The perennial war of term limits versus presidents in Latin America seems to have opened a new front in Colombia — my native country, no less. There, it appears that term limits pose no match for popular President Uribe, whose supporters have pushed through a bill in the senate that paves the way for a referendum to remove limits on presidential re-election. The constitutional court (an interesting innovation of the 1991 constitution) will review the bill and, assuming no objections, Uribe’s supporters will need to muster a majority of voters (with a quorum of 1/4 of the electorate voting) to secure a constitutional amendment on term limits.

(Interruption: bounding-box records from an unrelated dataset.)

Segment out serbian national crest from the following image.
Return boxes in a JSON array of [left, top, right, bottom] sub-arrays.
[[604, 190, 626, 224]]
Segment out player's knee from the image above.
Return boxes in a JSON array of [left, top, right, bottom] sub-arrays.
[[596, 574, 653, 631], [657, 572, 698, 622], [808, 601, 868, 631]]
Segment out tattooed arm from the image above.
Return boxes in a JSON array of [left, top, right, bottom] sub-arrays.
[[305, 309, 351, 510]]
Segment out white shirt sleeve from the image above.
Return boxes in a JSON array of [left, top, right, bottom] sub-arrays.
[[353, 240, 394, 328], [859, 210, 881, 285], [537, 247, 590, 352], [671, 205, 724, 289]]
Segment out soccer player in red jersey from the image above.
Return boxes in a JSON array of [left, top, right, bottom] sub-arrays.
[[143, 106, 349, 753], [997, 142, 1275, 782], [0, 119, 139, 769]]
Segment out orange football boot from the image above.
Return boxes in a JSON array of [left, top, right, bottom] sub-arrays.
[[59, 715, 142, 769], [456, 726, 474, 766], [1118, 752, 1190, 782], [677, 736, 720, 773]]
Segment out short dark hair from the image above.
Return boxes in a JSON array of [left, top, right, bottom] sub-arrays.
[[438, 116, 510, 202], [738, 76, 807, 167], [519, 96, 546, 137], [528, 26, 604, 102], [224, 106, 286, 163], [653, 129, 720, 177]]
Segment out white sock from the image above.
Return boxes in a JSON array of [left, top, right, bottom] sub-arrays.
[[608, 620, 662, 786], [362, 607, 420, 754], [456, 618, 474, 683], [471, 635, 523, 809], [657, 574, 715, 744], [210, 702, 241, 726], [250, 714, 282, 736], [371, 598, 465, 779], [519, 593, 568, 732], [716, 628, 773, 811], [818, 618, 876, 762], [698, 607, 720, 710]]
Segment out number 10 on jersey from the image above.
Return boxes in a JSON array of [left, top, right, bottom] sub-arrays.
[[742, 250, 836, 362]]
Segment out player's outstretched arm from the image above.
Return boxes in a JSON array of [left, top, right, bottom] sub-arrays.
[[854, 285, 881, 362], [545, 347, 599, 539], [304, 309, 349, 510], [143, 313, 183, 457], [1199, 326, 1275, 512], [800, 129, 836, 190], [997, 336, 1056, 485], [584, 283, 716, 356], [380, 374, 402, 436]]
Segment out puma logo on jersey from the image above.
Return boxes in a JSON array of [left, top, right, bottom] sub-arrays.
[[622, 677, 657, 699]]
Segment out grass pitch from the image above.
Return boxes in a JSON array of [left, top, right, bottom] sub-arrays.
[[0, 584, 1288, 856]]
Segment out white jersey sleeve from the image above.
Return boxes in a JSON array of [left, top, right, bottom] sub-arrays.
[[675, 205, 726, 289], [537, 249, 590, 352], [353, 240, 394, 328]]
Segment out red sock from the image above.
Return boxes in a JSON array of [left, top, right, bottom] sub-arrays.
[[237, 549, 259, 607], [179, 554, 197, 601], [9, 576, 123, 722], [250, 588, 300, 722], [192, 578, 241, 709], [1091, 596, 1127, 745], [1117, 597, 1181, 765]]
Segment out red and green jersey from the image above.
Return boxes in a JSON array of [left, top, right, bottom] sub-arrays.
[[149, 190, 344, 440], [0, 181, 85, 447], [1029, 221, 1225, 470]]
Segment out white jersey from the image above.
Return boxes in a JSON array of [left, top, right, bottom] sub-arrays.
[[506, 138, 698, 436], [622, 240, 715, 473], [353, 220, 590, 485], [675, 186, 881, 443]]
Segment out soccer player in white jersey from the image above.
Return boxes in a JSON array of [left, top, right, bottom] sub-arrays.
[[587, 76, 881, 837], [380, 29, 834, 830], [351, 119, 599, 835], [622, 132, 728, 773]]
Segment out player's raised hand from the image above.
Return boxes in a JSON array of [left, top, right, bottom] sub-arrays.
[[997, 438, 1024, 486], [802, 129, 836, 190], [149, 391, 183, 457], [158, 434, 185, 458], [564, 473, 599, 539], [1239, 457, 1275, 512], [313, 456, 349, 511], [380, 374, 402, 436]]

This should not be surprising. Honduras notwithstanding, term limits usually lose the fight against Presidents. At least that’s what the recent wave of constitutional amendments and replacements suggests (a short list from memory from the last 20 years includes Brazil, Argentina, Peru, Venezuela, Ecuador, and Bolivia). The overall record between the two contenders is unknown, since term limit victories (when contested) are not documented very easily — certainly, the Honduran case is not alone. However, in some back-of-the envelope accounting my co-authors Tom Ginsburg, James Melton, and I find that term limits have been breached about twice a year since 1945. In 1973 alone, term limits were violated six times.

Most of these violations have occurred in Latin America, at least prior to the 1960s or so. Until that time, most other countries either had executives without fixed terms or did not impose term limits. On the other hand, over 80% of constitutions in Latin American imposed term limits on executives through World War II, after which countries began to remove limits. Today, about 50% of constitutions in Latin America include such limits, the same proportion as constitutions in the rest of the world. [All these data are from the Comparative Constitutions Project].

All of this, of course, revives the normative debate about term limits and the inevitable tension between two threats to democratic representation: the finger-on-the-scale effect of incumbency and the heavy hand of candidate restrictions.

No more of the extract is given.